Ni apeurés, ni même onfrayés !
"Le travail du journaliste est de commenter ce qui advient, celui du philosophe de mettre en perspective ce qui est avec les conditions qui ont rendu possible ce qui advient."
M. Onfray (à propos des attentats du 13 novembre à Paris).
Chaque époque a les philosophes qu’elle mérite.
Mais Onfray, le philosophe qui, à bien y regarder, n’en a jamais eu que le nom, est en réalité un historiographe et professeur de philosophie : comme les professeurs de philosophie, il sait commenter l’œuvre des philosophes qui l’ont précédé, mais n’a produit lui-même aucun concept, aucun système nouveaux...
Sa citation confirme sa confusion : « mettre en perspective.. », ce n’est pas un travail de philosophe, quoi qu’il en dise, mais un travail d’historien.
Celui du philosophe consiste plutôt à intégrer le maximum de faits dans un ensemble dialectique (d’argumentation), afin de produire un espace cohérent le plus vaste possible, les aspects diachronique et étiologique n’étant guère que deux dimensions de cet espace.
Le maximum de faits, et non pas seulement ceux qui servent la vision partielle et idéologique qu’on voudrait faire passer pour philosophique.
Parce que, plus il y a de faits articulés dans une argumentation et moins celle-ci présente le risque de n'être qu'une opinion.
C’est évidemment infiniment plus complexe que de blablater en donnant dans l’auto-encensement devant le premier journaliste venu.
Le moins qu’on puisse dire, c’est qu’Onfray peine à la cohérence et à la synthèse. Mais, concédons le lui, on ne peut être au four et au moulin : à la fois figure médiatique tous azimuts, et penseur pertinent.
La démarche philosophique est cousine de la démarche scientifique.
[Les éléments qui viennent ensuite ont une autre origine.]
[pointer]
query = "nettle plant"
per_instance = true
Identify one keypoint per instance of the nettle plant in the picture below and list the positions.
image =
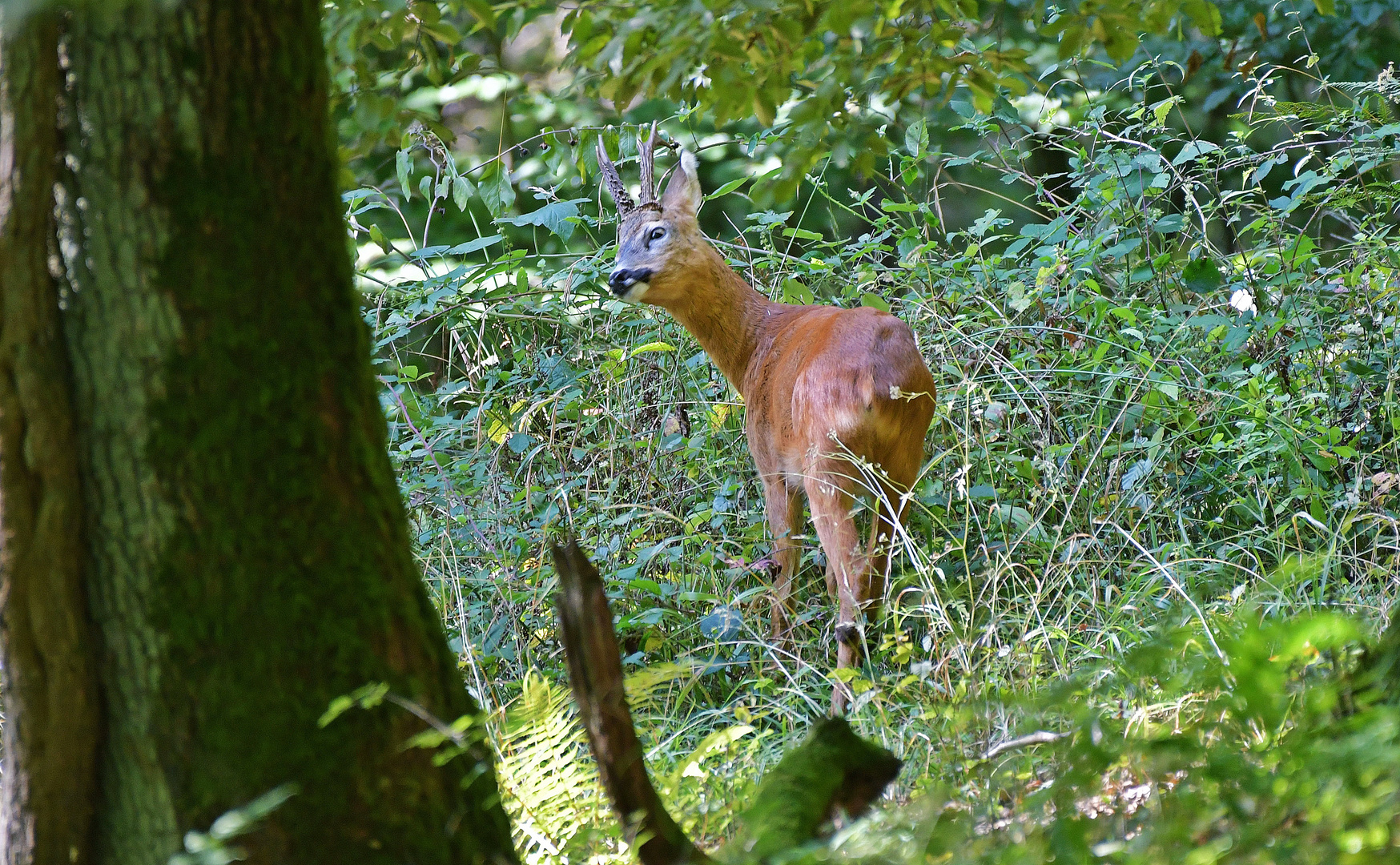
(1162, 372)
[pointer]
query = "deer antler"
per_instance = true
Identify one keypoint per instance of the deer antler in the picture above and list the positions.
(615, 185)
(649, 189)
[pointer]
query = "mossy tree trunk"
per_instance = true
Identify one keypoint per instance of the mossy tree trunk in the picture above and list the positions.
(183, 300)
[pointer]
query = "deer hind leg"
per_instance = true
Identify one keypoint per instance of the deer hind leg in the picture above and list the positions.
(846, 565)
(887, 520)
(784, 509)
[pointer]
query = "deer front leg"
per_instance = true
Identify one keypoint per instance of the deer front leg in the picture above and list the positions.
(846, 567)
(784, 511)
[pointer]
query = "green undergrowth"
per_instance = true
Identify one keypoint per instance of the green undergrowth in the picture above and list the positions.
(1165, 436)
Ou devrait l’être aujourd’hui : nous ne sommes plus à l’époque ou un Descartes, sous sa cape de philosophe, pouvait se permettre les âneries que contient son « Discours de la méthode » (cf. son explication du mécanisme cardiaque et de la circulation sanguine).
27 novembre 2015
Post Scriptum
Comment, sans être pris de nausée, assister au spectacle du « philosophe » Onfray se tordant dans ses contradictions et sa couardise ?
Comment encore accorder du crédit aux propos de ce cuistre dont l’insincérité pue désormais à plein nez (seule question philosophique qui le taraude sincèrement chaque matin : « comment faire parler de moi, autrement dit, d’où souffle le vent aujourd’hui ? ») ?
Comment, sans rire, l’entendre pérorer sur « l’islam politique », c’est-à-dire, à l’euphémisme près, le djihadisme ? Car, que je sache, ce ne sont pas l’Arabie Saoudite, le Yémen, Oman, l’Iran, la Malaisie, ni même le Pakistan qui sont bombardés, quoique tous pays musulmans. Lui qui, camusien un temps, a dû oublier cette phrase du grand Albert : « Mal nommer les choses, c’est accroître le malheur du monde », gageons qu’en 1933, au lieu de nazisme, il eût parlé d’aryanisme politique !
Enfin, que n’a-t-il rejoint ces forêts, du recours auxquelles, dans un livre*, il caressait le projet, il n’y a pas si longtemps ?
* « Le Recours aux forêts La tentation de Démocrite » (Ed. Galilée), titre déjà pris, du reste, par Ernst Jünger.